Dans la transition vers des sociétés et des économies durables, les femmes doivent être des protagonistes dans la prise de décision. Accélérer votre participation à la sphère publique et privée n'est pas seulement une question de justice, mais aussi un impératif pour stimuler le développement durable.
Il est urgent de renforcer la législation et sa mise en œuvre pour éradiquer la violence à l'égard des femmes et assurer des plans nationaux avec des mécanismes de financement et de protection communautaire adéquats. Un regard qui envisage la prévention, la protection et la justice est nécessaire; Sans cette articulation, il est impossible de délimiter une approche efficace pour éradiquer ce problème.
Un avenir plus égal dépend, en partie, de la capacité de la société dans son ensemble à exiger le respect de leurs engagements internationaux. Les générations futures ne peuvent pas hériter d'une dette d'inégalité.

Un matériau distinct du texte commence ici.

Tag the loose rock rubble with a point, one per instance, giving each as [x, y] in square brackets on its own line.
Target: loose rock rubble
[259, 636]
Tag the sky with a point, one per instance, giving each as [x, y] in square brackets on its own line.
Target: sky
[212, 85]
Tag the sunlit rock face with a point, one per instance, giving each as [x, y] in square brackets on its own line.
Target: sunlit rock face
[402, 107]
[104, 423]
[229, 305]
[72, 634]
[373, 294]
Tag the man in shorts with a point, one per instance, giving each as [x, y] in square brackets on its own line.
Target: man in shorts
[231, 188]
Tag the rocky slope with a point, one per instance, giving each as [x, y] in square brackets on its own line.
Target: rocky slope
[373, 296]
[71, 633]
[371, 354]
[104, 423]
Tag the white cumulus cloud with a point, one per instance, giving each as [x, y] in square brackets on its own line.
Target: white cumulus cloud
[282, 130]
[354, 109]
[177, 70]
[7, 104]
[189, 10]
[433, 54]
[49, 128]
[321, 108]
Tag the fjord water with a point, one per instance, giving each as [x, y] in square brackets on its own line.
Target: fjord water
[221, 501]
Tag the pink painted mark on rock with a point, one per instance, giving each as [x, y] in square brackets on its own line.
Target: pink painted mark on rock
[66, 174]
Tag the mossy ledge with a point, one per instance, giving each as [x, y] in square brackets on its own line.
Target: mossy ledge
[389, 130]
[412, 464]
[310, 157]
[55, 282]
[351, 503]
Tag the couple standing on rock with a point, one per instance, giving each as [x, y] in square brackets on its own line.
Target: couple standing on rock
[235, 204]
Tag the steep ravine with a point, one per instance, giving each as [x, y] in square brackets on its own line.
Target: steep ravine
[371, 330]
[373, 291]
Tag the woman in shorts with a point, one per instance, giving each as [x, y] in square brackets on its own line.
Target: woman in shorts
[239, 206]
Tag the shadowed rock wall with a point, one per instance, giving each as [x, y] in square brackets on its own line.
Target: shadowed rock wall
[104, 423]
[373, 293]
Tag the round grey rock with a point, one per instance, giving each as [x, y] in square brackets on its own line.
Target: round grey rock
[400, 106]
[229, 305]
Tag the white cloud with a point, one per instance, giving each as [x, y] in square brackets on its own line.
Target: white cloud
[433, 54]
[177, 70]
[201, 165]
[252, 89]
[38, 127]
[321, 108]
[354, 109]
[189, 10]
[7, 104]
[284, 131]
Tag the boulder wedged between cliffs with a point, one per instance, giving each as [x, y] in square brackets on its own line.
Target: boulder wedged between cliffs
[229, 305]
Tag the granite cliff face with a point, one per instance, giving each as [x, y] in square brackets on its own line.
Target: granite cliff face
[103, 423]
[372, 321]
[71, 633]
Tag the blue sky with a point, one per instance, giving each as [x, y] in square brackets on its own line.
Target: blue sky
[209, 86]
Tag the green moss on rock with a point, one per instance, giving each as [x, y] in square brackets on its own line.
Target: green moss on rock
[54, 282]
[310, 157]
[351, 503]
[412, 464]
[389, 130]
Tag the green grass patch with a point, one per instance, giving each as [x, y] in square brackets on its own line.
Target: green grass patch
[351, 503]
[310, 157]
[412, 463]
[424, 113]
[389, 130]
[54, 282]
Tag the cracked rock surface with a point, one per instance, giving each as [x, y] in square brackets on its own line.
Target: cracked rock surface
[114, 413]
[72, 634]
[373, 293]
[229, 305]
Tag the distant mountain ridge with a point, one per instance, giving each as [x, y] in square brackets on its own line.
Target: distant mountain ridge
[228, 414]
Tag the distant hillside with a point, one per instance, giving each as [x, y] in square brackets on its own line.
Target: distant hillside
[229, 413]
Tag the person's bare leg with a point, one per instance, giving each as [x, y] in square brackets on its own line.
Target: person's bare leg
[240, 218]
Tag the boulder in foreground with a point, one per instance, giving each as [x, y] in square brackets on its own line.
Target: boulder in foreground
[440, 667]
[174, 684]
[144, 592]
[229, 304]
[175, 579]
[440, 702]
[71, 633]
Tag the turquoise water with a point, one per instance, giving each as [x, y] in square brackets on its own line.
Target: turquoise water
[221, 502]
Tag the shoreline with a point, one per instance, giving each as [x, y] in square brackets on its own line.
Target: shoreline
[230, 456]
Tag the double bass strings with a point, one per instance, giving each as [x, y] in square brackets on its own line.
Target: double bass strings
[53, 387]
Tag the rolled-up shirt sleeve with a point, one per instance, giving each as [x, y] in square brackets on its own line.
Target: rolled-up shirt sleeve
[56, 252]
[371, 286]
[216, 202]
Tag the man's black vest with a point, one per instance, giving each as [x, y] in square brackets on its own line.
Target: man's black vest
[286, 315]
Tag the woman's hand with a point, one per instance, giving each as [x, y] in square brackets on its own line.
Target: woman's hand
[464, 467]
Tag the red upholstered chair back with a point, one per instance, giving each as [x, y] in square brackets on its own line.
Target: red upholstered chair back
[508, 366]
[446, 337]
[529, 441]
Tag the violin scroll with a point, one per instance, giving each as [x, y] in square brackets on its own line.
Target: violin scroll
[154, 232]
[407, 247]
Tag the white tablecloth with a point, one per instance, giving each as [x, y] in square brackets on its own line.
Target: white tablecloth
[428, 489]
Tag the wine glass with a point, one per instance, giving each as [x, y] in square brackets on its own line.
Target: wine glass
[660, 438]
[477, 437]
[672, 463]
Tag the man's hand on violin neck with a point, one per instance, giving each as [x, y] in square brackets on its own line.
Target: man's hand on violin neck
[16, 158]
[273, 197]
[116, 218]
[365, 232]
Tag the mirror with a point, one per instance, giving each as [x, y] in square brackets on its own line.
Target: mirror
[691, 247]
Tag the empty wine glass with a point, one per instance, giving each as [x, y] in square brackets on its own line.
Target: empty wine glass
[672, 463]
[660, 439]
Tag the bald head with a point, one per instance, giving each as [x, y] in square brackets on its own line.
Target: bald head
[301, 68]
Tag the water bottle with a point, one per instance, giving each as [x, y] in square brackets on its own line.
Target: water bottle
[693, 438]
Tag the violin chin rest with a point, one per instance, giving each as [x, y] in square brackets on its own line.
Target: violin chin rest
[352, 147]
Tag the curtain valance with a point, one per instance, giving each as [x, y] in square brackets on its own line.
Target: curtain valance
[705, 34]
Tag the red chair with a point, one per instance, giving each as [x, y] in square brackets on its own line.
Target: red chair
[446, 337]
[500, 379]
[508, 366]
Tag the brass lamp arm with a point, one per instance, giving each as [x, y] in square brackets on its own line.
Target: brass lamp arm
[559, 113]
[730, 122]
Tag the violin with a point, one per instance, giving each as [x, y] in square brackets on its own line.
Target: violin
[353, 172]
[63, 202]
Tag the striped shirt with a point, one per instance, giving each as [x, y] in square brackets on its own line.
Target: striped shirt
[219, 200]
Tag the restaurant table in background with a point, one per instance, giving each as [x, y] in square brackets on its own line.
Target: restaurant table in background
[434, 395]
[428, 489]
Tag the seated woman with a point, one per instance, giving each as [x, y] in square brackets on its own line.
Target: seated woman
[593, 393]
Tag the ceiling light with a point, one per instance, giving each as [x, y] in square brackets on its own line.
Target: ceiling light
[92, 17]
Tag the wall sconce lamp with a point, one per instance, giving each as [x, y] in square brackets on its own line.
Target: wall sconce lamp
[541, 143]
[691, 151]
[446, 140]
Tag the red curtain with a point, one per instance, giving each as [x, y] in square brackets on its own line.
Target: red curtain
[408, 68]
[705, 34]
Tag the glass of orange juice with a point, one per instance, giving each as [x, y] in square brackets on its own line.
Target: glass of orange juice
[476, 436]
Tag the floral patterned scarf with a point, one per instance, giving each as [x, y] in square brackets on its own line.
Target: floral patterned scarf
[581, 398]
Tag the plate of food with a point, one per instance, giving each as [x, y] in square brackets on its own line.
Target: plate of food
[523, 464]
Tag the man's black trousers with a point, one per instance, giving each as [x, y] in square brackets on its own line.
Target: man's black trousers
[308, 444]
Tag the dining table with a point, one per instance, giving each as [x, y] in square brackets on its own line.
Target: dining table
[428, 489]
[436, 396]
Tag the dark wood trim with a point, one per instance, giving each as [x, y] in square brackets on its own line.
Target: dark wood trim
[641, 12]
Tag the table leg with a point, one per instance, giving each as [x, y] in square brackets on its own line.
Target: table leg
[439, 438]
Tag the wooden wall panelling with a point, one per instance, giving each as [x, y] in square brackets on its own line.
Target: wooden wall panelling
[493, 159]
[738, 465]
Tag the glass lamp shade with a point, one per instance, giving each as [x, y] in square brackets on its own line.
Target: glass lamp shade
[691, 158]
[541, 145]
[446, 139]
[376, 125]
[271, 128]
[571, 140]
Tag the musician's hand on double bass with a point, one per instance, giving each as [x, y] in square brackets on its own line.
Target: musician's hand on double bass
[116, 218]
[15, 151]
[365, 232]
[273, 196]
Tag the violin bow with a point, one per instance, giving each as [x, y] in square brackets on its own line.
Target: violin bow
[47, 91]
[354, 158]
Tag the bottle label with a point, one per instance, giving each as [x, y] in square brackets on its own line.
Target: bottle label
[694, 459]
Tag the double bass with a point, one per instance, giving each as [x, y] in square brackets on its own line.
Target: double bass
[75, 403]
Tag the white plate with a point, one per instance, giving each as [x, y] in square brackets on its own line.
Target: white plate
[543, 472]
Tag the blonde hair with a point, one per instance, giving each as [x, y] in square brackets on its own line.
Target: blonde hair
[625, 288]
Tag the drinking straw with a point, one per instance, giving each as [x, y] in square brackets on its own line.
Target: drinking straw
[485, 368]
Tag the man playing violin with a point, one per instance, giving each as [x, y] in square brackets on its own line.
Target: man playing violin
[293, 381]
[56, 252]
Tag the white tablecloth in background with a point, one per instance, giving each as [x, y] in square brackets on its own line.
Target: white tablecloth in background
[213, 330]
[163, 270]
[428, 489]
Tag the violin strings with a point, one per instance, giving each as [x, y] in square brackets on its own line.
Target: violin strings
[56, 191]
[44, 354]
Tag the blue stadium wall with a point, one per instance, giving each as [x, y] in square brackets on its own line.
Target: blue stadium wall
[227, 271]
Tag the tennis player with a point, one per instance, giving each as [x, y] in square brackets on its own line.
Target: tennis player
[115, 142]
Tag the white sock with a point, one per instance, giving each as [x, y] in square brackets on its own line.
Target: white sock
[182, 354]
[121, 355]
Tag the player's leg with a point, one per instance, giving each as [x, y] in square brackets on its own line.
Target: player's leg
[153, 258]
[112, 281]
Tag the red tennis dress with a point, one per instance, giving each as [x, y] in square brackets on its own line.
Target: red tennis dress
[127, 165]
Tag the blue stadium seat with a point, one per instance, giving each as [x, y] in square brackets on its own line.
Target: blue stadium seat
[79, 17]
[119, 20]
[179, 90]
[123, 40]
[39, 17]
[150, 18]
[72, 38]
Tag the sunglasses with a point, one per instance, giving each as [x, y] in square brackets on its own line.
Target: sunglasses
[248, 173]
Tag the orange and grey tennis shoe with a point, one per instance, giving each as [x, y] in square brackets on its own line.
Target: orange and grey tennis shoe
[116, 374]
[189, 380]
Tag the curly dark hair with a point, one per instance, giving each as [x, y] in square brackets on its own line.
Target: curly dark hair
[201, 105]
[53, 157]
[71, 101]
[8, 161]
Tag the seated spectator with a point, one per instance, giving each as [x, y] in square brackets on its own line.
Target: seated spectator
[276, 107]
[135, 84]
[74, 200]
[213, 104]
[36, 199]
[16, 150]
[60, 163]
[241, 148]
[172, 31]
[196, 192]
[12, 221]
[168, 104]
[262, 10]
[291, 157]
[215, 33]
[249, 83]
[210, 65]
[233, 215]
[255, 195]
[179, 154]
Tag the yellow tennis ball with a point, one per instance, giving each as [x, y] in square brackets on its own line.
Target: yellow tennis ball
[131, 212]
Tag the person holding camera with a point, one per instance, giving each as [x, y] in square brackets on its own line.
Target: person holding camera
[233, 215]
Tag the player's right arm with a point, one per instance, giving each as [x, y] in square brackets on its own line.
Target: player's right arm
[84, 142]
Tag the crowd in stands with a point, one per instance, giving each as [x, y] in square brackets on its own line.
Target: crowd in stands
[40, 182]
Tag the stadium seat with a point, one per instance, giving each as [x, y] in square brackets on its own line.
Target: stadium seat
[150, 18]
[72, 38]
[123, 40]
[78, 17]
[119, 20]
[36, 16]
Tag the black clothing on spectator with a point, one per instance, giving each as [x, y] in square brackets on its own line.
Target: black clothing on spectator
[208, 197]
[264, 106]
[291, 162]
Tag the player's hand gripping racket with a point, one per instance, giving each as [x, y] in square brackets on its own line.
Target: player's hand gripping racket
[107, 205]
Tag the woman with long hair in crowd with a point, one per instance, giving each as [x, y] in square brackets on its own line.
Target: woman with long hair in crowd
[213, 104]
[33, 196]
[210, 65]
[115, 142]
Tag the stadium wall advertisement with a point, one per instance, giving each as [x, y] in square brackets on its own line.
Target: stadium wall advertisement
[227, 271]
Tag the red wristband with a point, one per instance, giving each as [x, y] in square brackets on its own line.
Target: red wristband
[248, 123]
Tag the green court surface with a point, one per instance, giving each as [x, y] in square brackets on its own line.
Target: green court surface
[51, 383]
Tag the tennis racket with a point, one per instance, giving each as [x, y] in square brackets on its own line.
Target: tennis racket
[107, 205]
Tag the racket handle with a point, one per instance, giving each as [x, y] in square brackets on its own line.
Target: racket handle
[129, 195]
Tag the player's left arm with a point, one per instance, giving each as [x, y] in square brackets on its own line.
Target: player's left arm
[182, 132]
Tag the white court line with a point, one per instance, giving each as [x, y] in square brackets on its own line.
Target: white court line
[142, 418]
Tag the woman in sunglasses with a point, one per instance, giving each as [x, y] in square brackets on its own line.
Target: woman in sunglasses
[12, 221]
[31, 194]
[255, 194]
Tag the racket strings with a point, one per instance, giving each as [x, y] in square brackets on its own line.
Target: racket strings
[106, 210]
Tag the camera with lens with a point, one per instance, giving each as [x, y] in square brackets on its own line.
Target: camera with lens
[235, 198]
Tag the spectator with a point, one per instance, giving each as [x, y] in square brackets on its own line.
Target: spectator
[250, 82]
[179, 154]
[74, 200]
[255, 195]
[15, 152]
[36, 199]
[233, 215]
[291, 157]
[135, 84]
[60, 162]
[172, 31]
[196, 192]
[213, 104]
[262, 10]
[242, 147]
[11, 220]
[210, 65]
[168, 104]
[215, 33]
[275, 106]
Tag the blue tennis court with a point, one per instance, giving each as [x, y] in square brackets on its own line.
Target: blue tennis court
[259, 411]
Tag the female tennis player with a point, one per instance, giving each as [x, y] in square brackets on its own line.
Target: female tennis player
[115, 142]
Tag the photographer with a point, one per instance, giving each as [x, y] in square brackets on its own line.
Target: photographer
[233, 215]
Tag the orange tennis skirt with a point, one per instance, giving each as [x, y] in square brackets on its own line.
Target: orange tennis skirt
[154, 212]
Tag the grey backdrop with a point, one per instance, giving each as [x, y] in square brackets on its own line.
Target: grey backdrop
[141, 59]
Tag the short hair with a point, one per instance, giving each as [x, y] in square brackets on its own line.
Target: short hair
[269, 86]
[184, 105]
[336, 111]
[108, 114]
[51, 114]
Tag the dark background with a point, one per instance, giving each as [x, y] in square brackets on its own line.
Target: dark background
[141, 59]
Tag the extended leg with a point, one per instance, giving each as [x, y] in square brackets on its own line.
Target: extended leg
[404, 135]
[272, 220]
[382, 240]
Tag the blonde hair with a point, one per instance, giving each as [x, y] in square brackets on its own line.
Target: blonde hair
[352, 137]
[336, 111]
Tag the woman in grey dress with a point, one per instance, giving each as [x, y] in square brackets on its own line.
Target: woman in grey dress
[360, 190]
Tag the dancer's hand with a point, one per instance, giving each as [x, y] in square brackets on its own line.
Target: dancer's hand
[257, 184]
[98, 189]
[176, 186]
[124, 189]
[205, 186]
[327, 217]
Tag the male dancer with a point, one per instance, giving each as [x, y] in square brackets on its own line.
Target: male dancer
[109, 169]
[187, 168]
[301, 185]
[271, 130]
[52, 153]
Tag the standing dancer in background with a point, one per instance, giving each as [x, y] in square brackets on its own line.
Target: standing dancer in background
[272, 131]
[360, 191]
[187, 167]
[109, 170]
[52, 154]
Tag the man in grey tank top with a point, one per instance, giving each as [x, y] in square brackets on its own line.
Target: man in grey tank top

Il est essentiel que les États garantissent le financement de la mise en œuvre de politiques qui ont un impact efficace sur les femmes et les filles.
Le 8 mars, nous appelons tout le monde: les gouvernements, le secteur privé, la société civile et la communauté internationale, pour renouveler leur engagement envers la plate-forme d'action de Beijing 1995 et l'agenda de 2030. Nous voulons un monde plus juste et équitable Par et pour toutes les femmes. Nous ne pouvons pas nous attendre à encore trente ans pour voir le changement dont nous avons besoin aujourd'hui.